Diversification Opportunities for UNIQA Insurance and Fortune Brands

-0.31
  Correlation Coefficient

Very good diversification

The 3 months correlation between UNIQA and Fortune is -0.31. Overlapping area represents the amount of risk that can be diversified away by holding UNIQA Insurance Group and Fortune Brands Home in the same portfolio, assuming nothing else is changed. The correlation between historical prices or returns on Fortune Brands Home and UNIQA Insurance is a relative statistical measure of the degree to which these equity instruments tend to move together. The correlation coefficient measures the extent to which returns on UNIQA Insurance Group are associated (or correlated) with Fortune Brands. Values of the correlation coefficient range from -1 to +1, where. The correlation of zero (0) is possible when the price movement of Fortune Brands Home has no effect on the direction of UNIQA Insurance i.e., UNIQA Insurance and Fortune Brands go up and down completely randomly.

Pair Corralation between UNIQA Insurance and Fortune Brands

Assuming the 90 days trading horizon UNIQA Insurance Group is expected to generate 0.53 times more return on investment than Fortune Brands. However, UNIQA Insurance Group is 1.87 times less risky than Fortune Brands. It trades about 0.28 of its potential returns per unit of risk. Fortune Brands Home is currently generating about -0.47 per unit of risk. If you would invest  734.00  in UNIQA Insurance Group on September 25, 2024 and sell it today you would earn a total of  39.00  from holding UNIQA Insurance Group or generate 5.31% return on investment over 90 days.
Time Period3 Months [change]
DirectionMoves Against 
StrengthInsignificant
Accuracy90.48%
ValuesDaily Returns

UNIQA Insurance Group  vs.  Fortune Brands Home

 Performance 
       Timeline  
UNIQA Insurance Group 

Risk-Adjusted Performance

5 of 100

 
Weak
 
Strong
Modest
Compared to the overall equity markets, risk-adjusted returns on investments in UNIQA Insurance Group are ranked lower than 5 (%) of all global equities and portfolios over the last 90 days.
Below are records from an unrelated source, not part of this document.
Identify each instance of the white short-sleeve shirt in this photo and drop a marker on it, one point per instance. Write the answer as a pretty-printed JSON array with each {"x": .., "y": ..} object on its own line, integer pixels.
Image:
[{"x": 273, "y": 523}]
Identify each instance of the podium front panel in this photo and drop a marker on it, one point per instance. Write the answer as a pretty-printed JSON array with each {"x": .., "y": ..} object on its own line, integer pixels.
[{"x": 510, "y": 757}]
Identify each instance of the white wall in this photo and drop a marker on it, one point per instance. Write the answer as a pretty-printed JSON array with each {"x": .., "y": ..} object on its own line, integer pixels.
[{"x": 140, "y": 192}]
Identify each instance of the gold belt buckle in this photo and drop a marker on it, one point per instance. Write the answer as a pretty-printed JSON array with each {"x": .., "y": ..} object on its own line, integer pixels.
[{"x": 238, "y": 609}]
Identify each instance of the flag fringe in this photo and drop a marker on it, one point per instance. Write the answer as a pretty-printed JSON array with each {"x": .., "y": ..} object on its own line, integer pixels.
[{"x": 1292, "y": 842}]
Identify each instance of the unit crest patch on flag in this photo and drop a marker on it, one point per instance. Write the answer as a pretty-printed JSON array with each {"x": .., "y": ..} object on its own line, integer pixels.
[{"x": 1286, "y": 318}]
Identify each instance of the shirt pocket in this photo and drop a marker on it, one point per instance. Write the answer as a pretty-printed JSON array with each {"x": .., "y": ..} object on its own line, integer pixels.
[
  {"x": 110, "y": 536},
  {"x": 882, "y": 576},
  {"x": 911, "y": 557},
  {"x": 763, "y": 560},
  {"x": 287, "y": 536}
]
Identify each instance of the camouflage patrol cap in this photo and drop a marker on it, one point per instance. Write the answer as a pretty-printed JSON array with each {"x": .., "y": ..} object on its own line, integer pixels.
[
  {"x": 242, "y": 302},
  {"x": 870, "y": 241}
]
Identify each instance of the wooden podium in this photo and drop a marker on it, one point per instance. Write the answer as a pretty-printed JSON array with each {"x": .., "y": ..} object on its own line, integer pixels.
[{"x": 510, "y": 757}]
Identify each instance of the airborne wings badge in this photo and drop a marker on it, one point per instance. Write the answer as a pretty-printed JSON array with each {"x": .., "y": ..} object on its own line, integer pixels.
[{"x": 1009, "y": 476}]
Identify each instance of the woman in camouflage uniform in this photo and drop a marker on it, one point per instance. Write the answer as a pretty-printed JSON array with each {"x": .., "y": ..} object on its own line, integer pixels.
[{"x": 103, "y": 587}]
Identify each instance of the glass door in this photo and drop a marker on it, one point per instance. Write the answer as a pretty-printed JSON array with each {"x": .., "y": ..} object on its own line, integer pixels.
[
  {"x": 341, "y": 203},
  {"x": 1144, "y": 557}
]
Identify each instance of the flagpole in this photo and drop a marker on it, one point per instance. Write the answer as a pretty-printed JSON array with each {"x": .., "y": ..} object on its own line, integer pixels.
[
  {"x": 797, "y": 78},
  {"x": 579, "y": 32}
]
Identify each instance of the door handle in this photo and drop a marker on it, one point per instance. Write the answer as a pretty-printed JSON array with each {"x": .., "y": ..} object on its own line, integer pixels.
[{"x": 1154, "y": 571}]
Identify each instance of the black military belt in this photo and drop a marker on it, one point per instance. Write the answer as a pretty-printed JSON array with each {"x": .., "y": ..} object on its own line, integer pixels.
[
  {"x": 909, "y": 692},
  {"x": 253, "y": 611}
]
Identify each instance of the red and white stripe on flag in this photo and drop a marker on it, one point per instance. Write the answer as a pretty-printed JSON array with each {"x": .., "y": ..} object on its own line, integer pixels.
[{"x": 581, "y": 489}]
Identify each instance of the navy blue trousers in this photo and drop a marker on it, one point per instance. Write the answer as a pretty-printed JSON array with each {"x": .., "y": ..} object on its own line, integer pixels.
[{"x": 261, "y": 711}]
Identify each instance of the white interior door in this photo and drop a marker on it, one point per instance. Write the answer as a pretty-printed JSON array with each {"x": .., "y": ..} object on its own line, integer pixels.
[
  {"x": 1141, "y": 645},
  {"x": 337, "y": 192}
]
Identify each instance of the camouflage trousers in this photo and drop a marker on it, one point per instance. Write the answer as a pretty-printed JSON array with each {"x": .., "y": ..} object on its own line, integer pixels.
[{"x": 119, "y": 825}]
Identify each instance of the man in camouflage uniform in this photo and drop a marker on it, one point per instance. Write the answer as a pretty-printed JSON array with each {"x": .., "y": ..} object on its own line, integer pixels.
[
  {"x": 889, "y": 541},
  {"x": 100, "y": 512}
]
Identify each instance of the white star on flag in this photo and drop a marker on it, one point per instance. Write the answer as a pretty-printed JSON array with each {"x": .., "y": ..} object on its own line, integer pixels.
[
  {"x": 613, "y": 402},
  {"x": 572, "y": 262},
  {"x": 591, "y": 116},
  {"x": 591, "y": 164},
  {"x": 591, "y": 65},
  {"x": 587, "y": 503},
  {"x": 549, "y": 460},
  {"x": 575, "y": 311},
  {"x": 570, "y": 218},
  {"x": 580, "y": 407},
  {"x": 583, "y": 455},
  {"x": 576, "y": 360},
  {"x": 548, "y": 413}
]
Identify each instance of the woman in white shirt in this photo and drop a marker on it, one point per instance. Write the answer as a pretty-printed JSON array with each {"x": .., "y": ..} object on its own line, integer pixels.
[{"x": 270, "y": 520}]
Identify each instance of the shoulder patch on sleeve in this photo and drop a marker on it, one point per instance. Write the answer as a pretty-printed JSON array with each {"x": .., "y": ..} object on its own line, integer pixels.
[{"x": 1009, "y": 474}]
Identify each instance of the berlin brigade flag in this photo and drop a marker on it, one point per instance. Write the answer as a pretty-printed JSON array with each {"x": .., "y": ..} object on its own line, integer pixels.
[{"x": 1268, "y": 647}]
In spite of comparatively stable basic indicators, UNIQA Insurance is not utilizing all of its potentials. The newest stock price uproar, may contribute to short-horizon losses for the private investors.
Fortune Brands Home 

Risk-Adjusted Performance

0 of 100

 
Weak
 
Strong
Very Weak
Over the last 90 days Fortune Brands Home has generated negative risk-adjusted returns adding no value to investors with long positions. In spite of uncertain performance in the last few months, the Stock's basic indicators remain comparatively stable which may send shares a bit higher in January 2025. The newest uproar may also be a sign of mid-term up-swing for the firm private investors.

UNIQA Insurance and Fortune Brands Volatility Contrast

   Predicted Return Density   
       Returns  

Pair Trading with UNIQA Insurance and Fortune Brands

The main advantage of trading using opposite UNIQA Insurance and Fortune Brands positions is that it hedges away some unsystematic risk. Because of two separate transactions, even if UNIQA Insurance position performs unexpectedly, Fortune Brands can make up some of the losses. Pair trading also minimizes risk from directional movements in the market. For example, if an entire industry or sector drops because of unexpected headlines, the short position in Fortune Brands will offset losses from the drop in Fortune Brands' long position.
The idea behind UNIQA Insurance Group and Fortune Brands Home pairs trading is to make the combined position market-neutral, meaning the overall market's direction will not affect its win or loss (or potential downside or upside). This can be achieved by designing a pairs trade with two highly correlated stocks or equities that operate in a similar space or sector, making it possible to obtain profits through simple and relatively low-risk investment.
Check out your portfolio center.
Note that this page's information should be used as a complementary analysis to find the right mix of equity instruments to add to your existing portfolios or create a brand new portfolio. You can also try the Volatility Analysis module to get historical volatility and risk analysis based on latest market data.